Follow the digital trail.
The internet is a fantastic tool for cultivating, developing and satisfying your innate curiosity. With educational content available on almost every imaginable topic, it’s easy to see the digital world as a distraction that hurts long-term productivity.
Instead, I use it consciously to keep stoking my desire to learn by doing research in a proactive, daisy-chain fashion. Search for resources on a single topic, question, word or idea that you encounter. Look for any word, idea or concept in those resources that triggers your interest, then examine that topic.
Keep researching the topics and issues you encounter. Set the clock for thirty minutes and see how broad or deep you can get from one interesting article.

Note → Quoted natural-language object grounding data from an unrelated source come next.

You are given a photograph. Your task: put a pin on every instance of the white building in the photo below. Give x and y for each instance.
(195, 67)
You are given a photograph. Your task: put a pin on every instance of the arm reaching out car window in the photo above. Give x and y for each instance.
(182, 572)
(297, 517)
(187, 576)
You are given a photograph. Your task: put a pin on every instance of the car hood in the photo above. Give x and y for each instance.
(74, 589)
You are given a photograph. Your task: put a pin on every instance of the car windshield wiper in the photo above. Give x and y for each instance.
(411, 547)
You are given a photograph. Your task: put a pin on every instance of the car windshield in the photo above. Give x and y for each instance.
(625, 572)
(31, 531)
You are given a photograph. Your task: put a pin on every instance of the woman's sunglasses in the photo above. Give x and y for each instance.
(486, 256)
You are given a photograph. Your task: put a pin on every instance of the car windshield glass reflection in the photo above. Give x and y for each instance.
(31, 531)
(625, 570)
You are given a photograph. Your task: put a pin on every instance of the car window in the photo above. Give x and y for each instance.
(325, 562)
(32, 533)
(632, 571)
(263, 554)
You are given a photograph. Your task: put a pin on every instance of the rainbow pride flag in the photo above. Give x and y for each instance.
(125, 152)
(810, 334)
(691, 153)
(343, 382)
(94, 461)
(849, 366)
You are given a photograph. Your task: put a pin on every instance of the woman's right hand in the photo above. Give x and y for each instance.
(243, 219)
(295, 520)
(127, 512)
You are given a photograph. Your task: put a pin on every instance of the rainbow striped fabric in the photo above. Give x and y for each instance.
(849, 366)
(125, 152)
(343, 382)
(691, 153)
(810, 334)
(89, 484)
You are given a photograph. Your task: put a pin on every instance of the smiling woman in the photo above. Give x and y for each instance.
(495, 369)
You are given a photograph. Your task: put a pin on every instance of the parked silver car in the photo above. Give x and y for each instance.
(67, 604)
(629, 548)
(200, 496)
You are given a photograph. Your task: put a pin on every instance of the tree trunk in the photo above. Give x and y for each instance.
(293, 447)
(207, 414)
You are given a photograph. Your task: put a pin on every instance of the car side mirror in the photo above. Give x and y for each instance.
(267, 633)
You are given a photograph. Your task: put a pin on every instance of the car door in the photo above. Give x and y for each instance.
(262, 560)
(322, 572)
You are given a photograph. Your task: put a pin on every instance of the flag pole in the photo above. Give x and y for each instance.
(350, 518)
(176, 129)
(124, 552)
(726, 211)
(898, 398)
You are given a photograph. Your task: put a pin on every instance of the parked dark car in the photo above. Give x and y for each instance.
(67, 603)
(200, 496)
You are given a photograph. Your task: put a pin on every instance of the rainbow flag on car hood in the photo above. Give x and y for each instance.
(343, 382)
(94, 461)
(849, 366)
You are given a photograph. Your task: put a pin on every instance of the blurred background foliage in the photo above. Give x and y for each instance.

Challenge your assumptions.
We all bring a set of assumptions into new topics and experiences. Sometimes those assumptions prove valid–but many times, they don’t.
Occasionally, try challenging yourself on assumptions. Ask yourself the following questions:
- What would have to be true in order for my perception to be accurate?
- How sure am I that this is in fact true?
- What would it mean if it were not always true, or at least not true in this specific case?
- How would I go about finding out?
Often I find that a simple web search or posing a question to an expert I know is enough to shake up my entire perception of an issue or problem. What I think I know isn’t always true. This new habit of challenging my assumptions leads to better decision making and helps me develop more curiosity about how the world works.
Develop the question habit.
When we make statements, we’re asserting our knowledge. When we ask open-ended questions of others, we’re declaring our curiosity.
Asking questions and probing the expertise or hidden talents of those around you actually creates more curiosity. That’s because a little bit of knowledge highlights the gaps in your body of knowledge.
Asking a question and taking in the answer shows you, even on a subconscious level, that there are things you don’t know. The more questions you ask, the more questions you have (at least initially).
Curiosity expands your world.
Don’t expect your newly increased levels of curiosity to stay restricted to the work environment. Feeding your curiosity helps expand your world in every way. You’ll see new possibilities beyond the confines of your usual daily personal life.
You’ll also begin to notice that your mind, now active instead of reactive, is constantly scanning for new ideas and concepts to explore. That is the very essence of creativity–making new connections between ideas and concepts that already exist.